Framing Science endorses Francis Collins as the next Presidential Science Advisor
Framing Science is a blog advocating for the framing of science to American citizens in a way that will make science more palatable to them and, in particular, their religious sensibilities. The idea, essentially, is to lie to the people about what science is in order to get them to be more accepting of “science”. If we tell people that science and religion, and evolution and religion in particular, are compatible, then the far reaching aversion to science in the US can be greatly mitigated. Who better, then, to nominate for Presidential Science Advisor than Francis Collins. Collins is a man who has managed, through some amazing feat of cognitive gymnastics, to on the one hand be a leading biological scientist (the director of the Human Genome Project, no less), and on the other hand to view it as reasonable to believe in the trinity on the basis of seeing a frozen three-streamed waterfall, and then to go further and argue that the profligate faith of religion is somehow reconcilable with the conservative, intellectually honest, intensely self-critical rigor that is science.
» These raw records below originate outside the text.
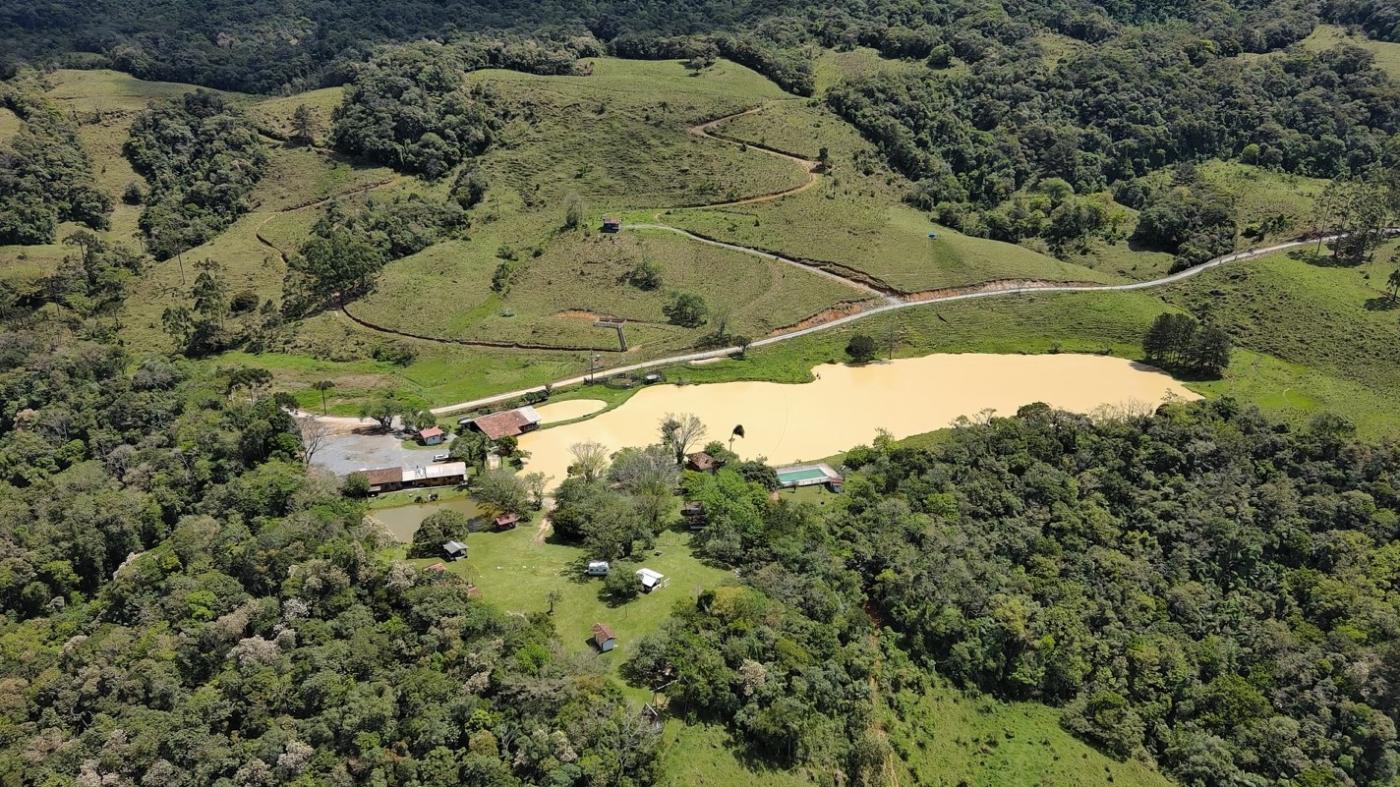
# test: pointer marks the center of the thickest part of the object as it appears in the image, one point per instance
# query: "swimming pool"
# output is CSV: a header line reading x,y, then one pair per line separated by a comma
x,y
795,475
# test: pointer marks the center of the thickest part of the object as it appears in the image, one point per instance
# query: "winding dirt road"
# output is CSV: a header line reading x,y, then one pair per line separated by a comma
x,y
885,308
881,301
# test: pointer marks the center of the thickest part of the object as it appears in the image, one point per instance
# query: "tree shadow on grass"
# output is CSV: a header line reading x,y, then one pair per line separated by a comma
x,y
1322,259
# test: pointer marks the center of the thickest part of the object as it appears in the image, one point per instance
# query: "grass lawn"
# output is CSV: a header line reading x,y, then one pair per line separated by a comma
x,y
801,128
832,66
850,223
949,738
619,137
580,277
441,373
517,573
10,125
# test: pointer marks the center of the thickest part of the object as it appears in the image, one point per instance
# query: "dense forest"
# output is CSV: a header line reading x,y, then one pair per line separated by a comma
x,y
1201,587
185,605
45,172
184,602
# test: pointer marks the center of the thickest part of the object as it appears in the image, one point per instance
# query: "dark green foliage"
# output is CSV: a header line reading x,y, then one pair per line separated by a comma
x,y
1116,111
609,523
1379,18
157,528
646,275
686,310
200,157
212,321
1192,584
45,172
347,249
469,188
861,349
1187,219
436,530
409,109
1178,342
95,277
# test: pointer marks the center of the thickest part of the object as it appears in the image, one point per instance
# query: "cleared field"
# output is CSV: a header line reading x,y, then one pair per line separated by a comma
x,y
1340,322
619,137
854,217
1259,196
275,114
802,128
833,66
1388,55
515,570
945,737
581,277
878,237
We can debate about whether knowingly misrepresenting science in order to improve its standing in the US is truly for the greater good. On the one hand, it would make science that much more palatable to millions of people afflicted by faith-based reluctance. On the other, it could embolden irrationality by telling those holding religious beliefs (i.e., those beliefs pertaining to the Big Questions that we are to respect in others despite an obvious lack of evidence) that the scientific community truly believes that religious belief is somehow special and deserves its own special category outside of the traditional confines of rational thought. It represents lying to society. Telling people that the most advanced scientific researchers in the most powerful nation believe that religious belief in all of its irrationality, with its fundamental basis rooted in arguments from ignorance, vague scripture, easily rebuttable personal experience, and arguments from authority, is somehow intellectually respectable. It is a dishonest argument from authority, the very type of thing that the scientific community stands against. And furthermore, it risks establishing a new artifice of lies and irrationality that we are going to eventually have to tear down.
Is this really the best way to go? Dishonest argument from authority from a trusted authority? Don’t we already get enough of that from politicians and trusted religious officials as it is?